Ele não sabia programar.
Mas sabia ficar no caminho de algo.
A comunidade votou contra o administrador em tempo real.
Cada assinatura no livro de hóspedes virou permissão de transferência.
Cada testemunho de NPC virou prova.
Cada jogador que tinha rido da minha pousada agora gritava por minha libertação.
Propriedade da Pousada Ipê-Roxo transferida.
Eu peguei a caneta mais uma vez.
O administrador gritou.
“Eu sou o dono.”
“Não”, respondi. “Você é hóspede.”
Escrevi a última regra.
Quem gosta de prender gente solitária pode ficar sozinho por um tempo.
A porta vermelha abriu atrás dele.
Dentro havia o quarto que eu nunca mostrava.
Pequeno.
Frio.
Coberto por todas as avaliações cruéis que já tinham deixado sobre mim.
O administrador tentou resistir.
A pousada não deixou.
A porta se fechou.
Desta vez, permaneceu fechada.
O fórum mudou naquela noite.
Tiago fixou um pedido público de desculpas.
Ele escreveu que Ipê-Roxo nunca fora fraca.
Ela era a única masmorra que deixava jogadores saírem vivos quando eles não mereciam.
Bruno postou depois.
“Chamei de fase do maternal. A fase do maternal derrotou Deus. Peço desculpas ao maternal.”
Gustavo escreveu a avaliação mais compartilhada.
“Entrei por um troféu, fui mordido por uma cobra, vi uma coruja sindicalizar a pousada e ajudei uma NPC a ganhar direitos de propriedade. Cinco estrelas.

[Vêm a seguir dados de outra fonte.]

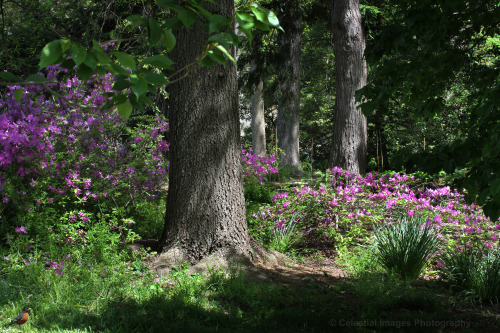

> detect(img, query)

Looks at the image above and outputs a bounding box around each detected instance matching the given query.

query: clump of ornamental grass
[270,214,300,252]
[374,217,441,281]
[441,247,500,303]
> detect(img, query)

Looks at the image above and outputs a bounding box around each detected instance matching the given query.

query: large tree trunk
[328,0,367,173]
[160,0,251,269]
[251,80,266,156]
[276,0,302,171]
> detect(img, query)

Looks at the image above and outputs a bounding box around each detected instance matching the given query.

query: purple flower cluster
[250,168,500,250]
[0,66,168,206]
[241,148,278,184]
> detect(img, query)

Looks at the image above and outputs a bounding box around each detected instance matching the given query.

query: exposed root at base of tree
[153,239,293,282]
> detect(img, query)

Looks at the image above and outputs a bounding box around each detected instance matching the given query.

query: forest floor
[137,240,500,332]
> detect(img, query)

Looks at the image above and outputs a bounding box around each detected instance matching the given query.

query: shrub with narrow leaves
[373,217,440,281]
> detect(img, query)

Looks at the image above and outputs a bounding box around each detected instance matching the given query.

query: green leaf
[76,64,94,81]
[215,45,236,62]
[113,51,137,70]
[178,9,196,28]
[250,7,269,24]
[60,58,76,70]
[156,0,176,8]
[14,88,24,102]
[200,56,215,67]
[130,77,148,99]
[0,72,21,81]
[491,178,500,196]
[38,39,63,69]
[208,14,229,33]
[267,11,280,27]
[207,51,226,65]
[116,102,133,119]
[143,54,175,69]
[26,74,47,82]
[163,16,183,30]
[161,29,176,51]
[149,18,162,45]
[144,73,168,86]
[125,15,143,23]
[82,50,97,70]
[113,80,130,91]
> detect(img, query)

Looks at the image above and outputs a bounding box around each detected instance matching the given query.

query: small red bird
[7,306,31,326]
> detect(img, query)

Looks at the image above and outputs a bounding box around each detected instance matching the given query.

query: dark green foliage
[359,0,500,220]
[374,218,440,281]
[442,248,500,303]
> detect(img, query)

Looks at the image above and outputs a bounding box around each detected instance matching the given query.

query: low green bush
[374,217,440,281]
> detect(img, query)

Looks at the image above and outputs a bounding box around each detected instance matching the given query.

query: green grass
[0,260,500,332]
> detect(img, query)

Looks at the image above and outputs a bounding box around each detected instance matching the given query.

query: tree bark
[328,0,367,173]
[160,0,250,264]
[276,0,302,171]
[251,80,266,156]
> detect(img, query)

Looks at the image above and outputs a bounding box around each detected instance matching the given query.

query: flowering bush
[241,148,278,184]
[0,67,168,213]
[249,168,500,251]
[0,67,168,274]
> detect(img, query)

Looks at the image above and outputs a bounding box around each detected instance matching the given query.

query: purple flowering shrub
[0,67,168,272]
[241,147,278,184]
[249,168,500,260]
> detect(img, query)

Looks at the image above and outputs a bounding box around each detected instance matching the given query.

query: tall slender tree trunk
[328,0,367,173]
[251,80,266,155]
[160,0,251,269]
[276,0,302,171]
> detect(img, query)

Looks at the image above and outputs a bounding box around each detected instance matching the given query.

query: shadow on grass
[31,272,500,332]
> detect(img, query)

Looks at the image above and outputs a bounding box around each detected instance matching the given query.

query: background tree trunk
[328,0,367,173]
[160,0,250,264]
[251,80,266,155]
[276,1,302,171]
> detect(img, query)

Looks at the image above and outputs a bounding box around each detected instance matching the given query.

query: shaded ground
[133,241,500,332]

Caldo suspeito.”
Sombra ficou ofendido.
“O caldo era excelente.”
Uma semana depois, a instância reabriu.
Não como masmorra.
Não como prisão.
Pousada Ipê-Roxo Santuário.
Jogadores perseguidos podiam se esconder ali.
NPCs autoconscientes tinham quartos livres.

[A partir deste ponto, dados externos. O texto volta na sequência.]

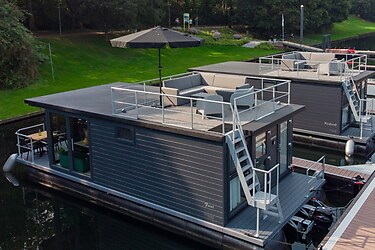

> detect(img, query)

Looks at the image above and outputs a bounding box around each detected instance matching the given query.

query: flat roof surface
[322,174,375,250]
[189,61,375,84]
[25,82,147,116]
[25,82,303,141]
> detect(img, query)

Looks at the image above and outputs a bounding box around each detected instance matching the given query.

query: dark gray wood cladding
[290,81,342,135]
[90,120,224,225]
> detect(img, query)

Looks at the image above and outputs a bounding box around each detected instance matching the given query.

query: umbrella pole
[158,48,162,106]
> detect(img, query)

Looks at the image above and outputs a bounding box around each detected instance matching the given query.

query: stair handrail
[306,155,326,179]
[253,164,280,204]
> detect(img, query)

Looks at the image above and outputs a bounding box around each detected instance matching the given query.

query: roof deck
[322,175,375,249]
[190,51,367,83]
[15,150,325,246]
[111,77,291,134]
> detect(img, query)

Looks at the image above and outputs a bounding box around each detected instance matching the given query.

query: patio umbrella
[110,26,204,104]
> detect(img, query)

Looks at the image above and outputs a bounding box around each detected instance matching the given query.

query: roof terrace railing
[259,51,367,80]
[111,77,290,134]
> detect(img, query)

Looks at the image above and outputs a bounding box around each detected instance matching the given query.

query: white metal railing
[305,155,326,197]
[253,164,280,205]
[259,51,367,80]
[111,77,290,134]
[15,123,45,162]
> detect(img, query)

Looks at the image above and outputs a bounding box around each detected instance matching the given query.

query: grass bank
[306,16,375,42]
[0,36,278,120]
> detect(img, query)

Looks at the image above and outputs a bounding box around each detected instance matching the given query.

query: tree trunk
[26,0,36,31]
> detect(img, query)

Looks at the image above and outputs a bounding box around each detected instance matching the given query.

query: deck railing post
[111,88,116,115]
[276,164,280,196]
[322,156,326,179]
[17,134,21,156]
[162,93,165,124]
[255,207,259,237]
[30,139,34,163]
[263,173,267,204]
[190,99,194,129]
[267,172,272,200]
[272,87,276,112]
[134,91,138,119]
[221,102,225,135]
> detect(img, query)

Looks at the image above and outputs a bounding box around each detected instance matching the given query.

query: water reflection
[0,174,213,250]
[0,117,214,250]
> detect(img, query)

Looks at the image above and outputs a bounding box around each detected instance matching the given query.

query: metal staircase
[342,76,372,138]
[226,105,283,237]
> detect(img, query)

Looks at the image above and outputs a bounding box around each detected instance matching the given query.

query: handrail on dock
[111,75,290,135]
[306,155,326,179]
[15,123,45,162]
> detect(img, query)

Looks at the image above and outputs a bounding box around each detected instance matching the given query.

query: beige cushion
[213,74,246,89]
[200,72,215,86]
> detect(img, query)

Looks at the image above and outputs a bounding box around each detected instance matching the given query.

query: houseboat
[190,51,375,156]
[8,72,325,249]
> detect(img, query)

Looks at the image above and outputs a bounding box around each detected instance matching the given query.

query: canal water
[0,33,375,250]
[0,116,211,250]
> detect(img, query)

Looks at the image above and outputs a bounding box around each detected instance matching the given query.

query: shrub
[212,31,221,40]
[0,0,38,89]
[188,27,199,35]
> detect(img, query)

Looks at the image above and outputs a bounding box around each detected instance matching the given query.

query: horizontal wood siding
[90,120,223,225]
[290,82,342,135]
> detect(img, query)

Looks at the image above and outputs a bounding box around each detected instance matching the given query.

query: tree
[0,0,38,89]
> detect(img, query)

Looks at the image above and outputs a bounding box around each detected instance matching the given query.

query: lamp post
[57,1,61,36]
[167,1,171,28]
[299,4,303,43]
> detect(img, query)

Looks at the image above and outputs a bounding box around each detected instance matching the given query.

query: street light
[299,4,303,43]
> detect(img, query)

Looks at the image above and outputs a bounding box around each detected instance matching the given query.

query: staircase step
[241,164,251,172]
[238,154,249,163]
[247,183,259,191]
[245,172,253,182]
[236,145,245,154]
[234,137,242,144]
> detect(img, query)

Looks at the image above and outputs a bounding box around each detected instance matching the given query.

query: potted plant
[59,148,69,168]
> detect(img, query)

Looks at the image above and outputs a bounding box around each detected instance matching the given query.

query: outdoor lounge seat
[230,86,254,107]
[162,72,247,106]
[318,62,348,76]
[196,95,223,119]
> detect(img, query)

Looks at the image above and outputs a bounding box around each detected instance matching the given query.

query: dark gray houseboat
[191,52,375,155]
[8,73,324,249]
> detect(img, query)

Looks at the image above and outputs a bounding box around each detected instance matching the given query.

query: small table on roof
[27,131,47,141]
[27,131,47,156]
[191,92,213,99]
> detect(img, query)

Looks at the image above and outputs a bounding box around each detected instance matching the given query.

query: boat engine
[310,198,333,228]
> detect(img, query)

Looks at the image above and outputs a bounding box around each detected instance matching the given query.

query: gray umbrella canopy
[110,26,204,103]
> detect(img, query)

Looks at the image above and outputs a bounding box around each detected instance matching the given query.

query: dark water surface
[0,119,211,250]
[0,33,375,250]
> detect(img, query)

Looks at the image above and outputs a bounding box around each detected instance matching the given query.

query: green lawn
[0,36,278,120]
[306,16,375,41]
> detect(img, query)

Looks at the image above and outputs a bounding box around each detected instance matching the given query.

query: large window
[69,118,90,174]
[279,121,288,174]
[255,133,267,158]
[50,113,90,175]
[49,113,68,166]
[341,104,350,130]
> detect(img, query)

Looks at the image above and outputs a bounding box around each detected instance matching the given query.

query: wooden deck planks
[226,173,324,242]
[324,175,375,250]
[292,157,369,180]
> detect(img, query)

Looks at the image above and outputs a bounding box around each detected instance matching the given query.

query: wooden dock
[320,174,375,250]
[292,157,369,181]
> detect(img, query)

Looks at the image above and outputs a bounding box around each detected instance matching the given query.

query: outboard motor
[310,198,333,228]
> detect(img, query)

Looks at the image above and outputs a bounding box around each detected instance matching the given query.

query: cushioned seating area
[162,73,247,106]
[230,87,254,107]
[280,52,336,71]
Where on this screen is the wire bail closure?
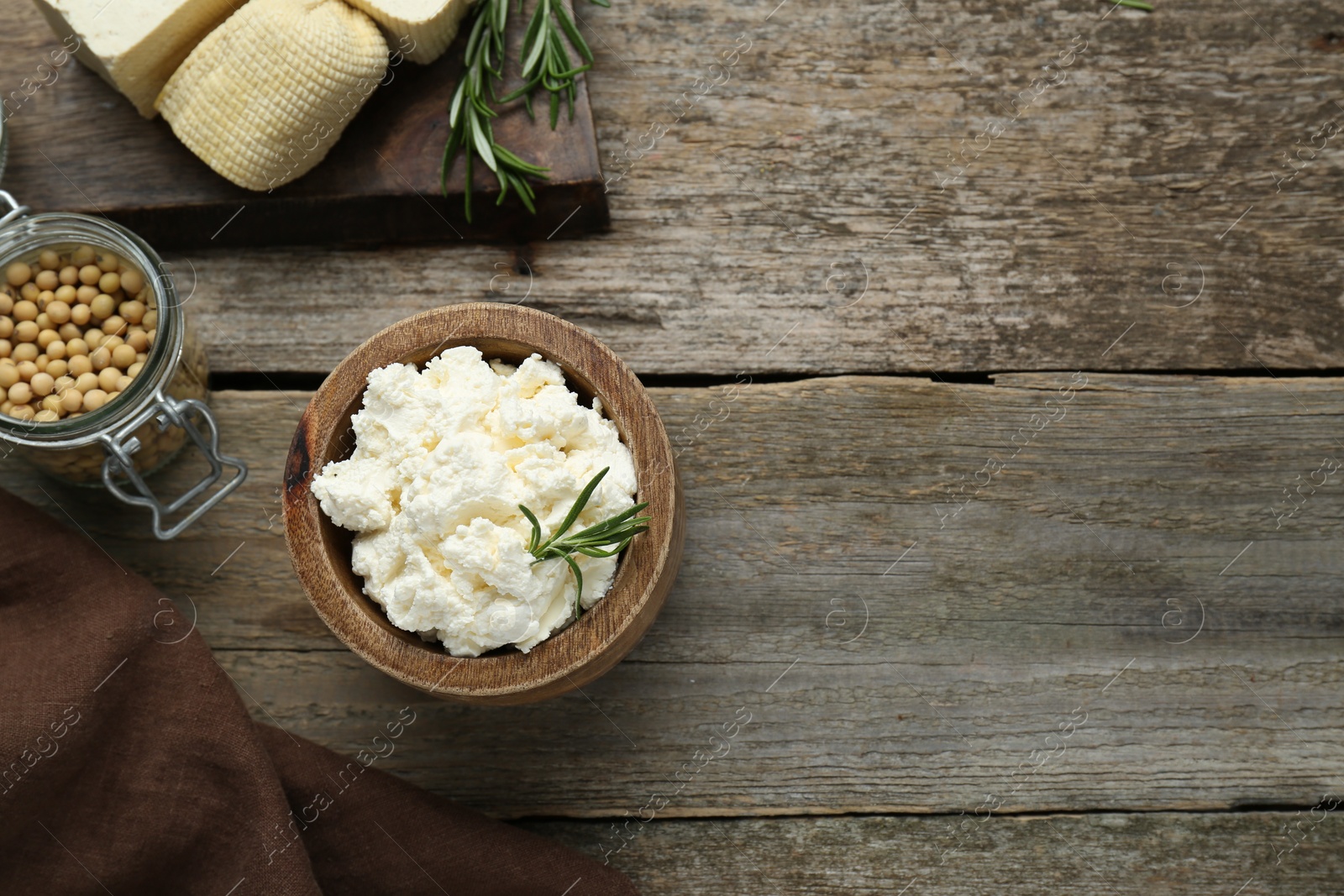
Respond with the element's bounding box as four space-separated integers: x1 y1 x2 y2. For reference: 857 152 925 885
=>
102 388 247 542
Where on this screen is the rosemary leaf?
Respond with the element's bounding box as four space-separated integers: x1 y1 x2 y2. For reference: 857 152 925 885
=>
517 467 654 619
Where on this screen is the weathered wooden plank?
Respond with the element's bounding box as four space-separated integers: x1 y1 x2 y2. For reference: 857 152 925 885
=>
527 802 1344 896
0 0 1344 374
0 374 1344 817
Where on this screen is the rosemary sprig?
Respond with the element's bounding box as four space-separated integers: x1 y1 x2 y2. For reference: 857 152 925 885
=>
500 0 612 130
439 0 610 222
517 466 654 619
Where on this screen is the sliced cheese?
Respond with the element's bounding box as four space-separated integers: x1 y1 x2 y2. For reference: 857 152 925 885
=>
341 0 472 63
159 0 387 191
35 0 244 118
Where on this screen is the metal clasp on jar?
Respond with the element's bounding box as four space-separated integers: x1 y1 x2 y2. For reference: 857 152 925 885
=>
101 390 247 542
0 191 29 227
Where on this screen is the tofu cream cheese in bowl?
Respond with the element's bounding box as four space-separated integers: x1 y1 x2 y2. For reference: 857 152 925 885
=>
284 304 684 704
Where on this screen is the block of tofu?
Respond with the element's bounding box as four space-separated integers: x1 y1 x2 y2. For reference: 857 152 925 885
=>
159 0 387 191
35 0 244 118
341 0 472 65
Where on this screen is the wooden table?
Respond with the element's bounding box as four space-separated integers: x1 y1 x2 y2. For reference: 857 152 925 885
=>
0 0 1344 896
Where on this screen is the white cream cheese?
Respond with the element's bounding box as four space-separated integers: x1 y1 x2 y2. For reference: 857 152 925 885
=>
313 345 636 657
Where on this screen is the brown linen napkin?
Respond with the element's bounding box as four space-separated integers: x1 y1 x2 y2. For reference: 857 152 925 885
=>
0 490 636 896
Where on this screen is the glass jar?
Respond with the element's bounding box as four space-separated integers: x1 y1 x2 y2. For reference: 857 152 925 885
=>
0 191 247 540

Bosses cansados de serem monstros encontravam mesa, caldo e silêncio.
João ficou.
Bruno também aparecia demais, fingindo que era por estratégia.
Todo mundo sabia que era pelo caldo.
Tiago transformou minhas armadilhas em sistema de segurança.

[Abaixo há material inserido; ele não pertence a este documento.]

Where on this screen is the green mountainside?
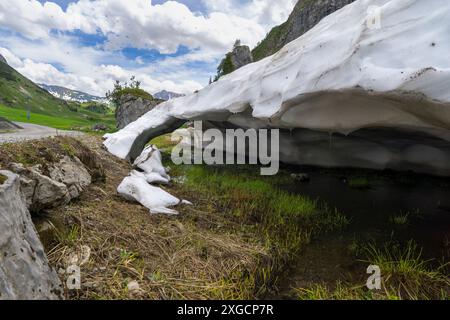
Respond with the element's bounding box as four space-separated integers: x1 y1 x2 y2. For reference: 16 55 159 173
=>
0 62 115 130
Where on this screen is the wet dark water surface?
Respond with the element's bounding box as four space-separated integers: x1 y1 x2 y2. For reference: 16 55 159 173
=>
280 169 450 298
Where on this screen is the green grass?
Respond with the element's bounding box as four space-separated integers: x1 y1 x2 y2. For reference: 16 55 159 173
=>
0 105 115 131
165 164 349 297
115 88 154 100
389 212 410 226
365 241 450 300
294 241 450 300
0 63 115 131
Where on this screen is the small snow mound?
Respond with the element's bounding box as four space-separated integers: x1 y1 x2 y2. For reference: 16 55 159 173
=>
117 146 191 215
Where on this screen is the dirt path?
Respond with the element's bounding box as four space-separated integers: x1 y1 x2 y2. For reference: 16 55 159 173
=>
0 122 83 144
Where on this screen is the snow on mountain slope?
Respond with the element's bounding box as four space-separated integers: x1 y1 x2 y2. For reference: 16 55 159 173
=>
104 0 450 175
39 84 107 103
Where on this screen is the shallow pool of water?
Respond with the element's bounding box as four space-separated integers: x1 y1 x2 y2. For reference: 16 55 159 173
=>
280 169 450 297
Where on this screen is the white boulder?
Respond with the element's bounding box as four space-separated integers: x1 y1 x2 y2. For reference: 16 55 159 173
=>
0 171 63 300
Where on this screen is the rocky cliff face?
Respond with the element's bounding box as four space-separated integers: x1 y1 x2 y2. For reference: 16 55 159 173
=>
215 40 253 81
116 94 163 129
0 54 8 64
252 0 355 61
0 171 62 300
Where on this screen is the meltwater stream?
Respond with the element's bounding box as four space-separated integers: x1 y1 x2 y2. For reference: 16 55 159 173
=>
279 169 450 298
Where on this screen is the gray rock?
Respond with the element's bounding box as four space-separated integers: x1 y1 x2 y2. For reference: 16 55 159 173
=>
10 163 71 212
116 94 162 129
0 171 62 300
10 157 92 212
49 156 92 200
252 0 355 61
231 45 253 70
92 123 108 131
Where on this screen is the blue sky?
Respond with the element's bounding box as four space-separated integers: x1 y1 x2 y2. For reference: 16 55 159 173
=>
0 0 296 95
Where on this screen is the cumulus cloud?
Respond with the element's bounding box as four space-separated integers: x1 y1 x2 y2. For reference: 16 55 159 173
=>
0 47 202 96
0 0 296 95
0 0 274 53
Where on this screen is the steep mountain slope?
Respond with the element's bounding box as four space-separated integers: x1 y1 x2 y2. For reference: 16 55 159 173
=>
39 83 106 102
0 59 75 115
0 62 114 129
252 0 355 61
105 0 450 176
215 0 355 81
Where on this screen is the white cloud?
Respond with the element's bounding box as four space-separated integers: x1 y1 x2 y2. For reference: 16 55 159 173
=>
0 47 202 96
0 0 296 95
0 0 276 53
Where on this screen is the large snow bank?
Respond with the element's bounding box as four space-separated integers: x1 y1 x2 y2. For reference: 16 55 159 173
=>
104 0 450 174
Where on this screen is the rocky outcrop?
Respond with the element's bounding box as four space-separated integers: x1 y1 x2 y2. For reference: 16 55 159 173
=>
104 0 450 176
215 40 253 81
116 94 162 129
231 45 253 70
252 0 355 61
0 171 62 300
10 157 91 212
0 117 22 130
0 54 8 64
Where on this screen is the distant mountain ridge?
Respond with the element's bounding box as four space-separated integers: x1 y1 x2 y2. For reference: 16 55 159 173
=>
252 0 355 61
153 90 184 101
0 54 8 64
39 83 107 103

Renato deixou uma avaliação sobre seu tornozelo.
Ele dizia que perdeu mobilidade, mas ganhou família.
Numa noite comum, uma jogadora nova entrou pela varanda.
Ela olhou para o balcão, para Sombra e para o livro de hóspedes.
“Essa instância é mesmo fácil?”
Eu coloquei uma tigela de caldo diante dela.
“Só se eu gostar de você.”
Sombra nem levantou os olhos.
“Ela gosta de todo mundo.”
“Não gosto.”
João roubou uma colherada da minha tigela.
“Você deixou Bruno passar porque parecia com fome.”
Do corredor, Bruno gritou.
“Eu estava de luto.”
“E com fome”, respondeu Sombra.
As duas coisas eram verdade.
A jogadora riu sem saber se estava em casa ou numa masmorra.
Na maioria das noites, eu também não sabia.
Talvez a Pousada Ipê-Roxo sempre tivesse sido as duas coisas.
Chamaram minha masmorra de fase do maternal porque eu nunca aprendi a matar direito.
No fim, foi exatamente por isso que todos voltaram para me salvar.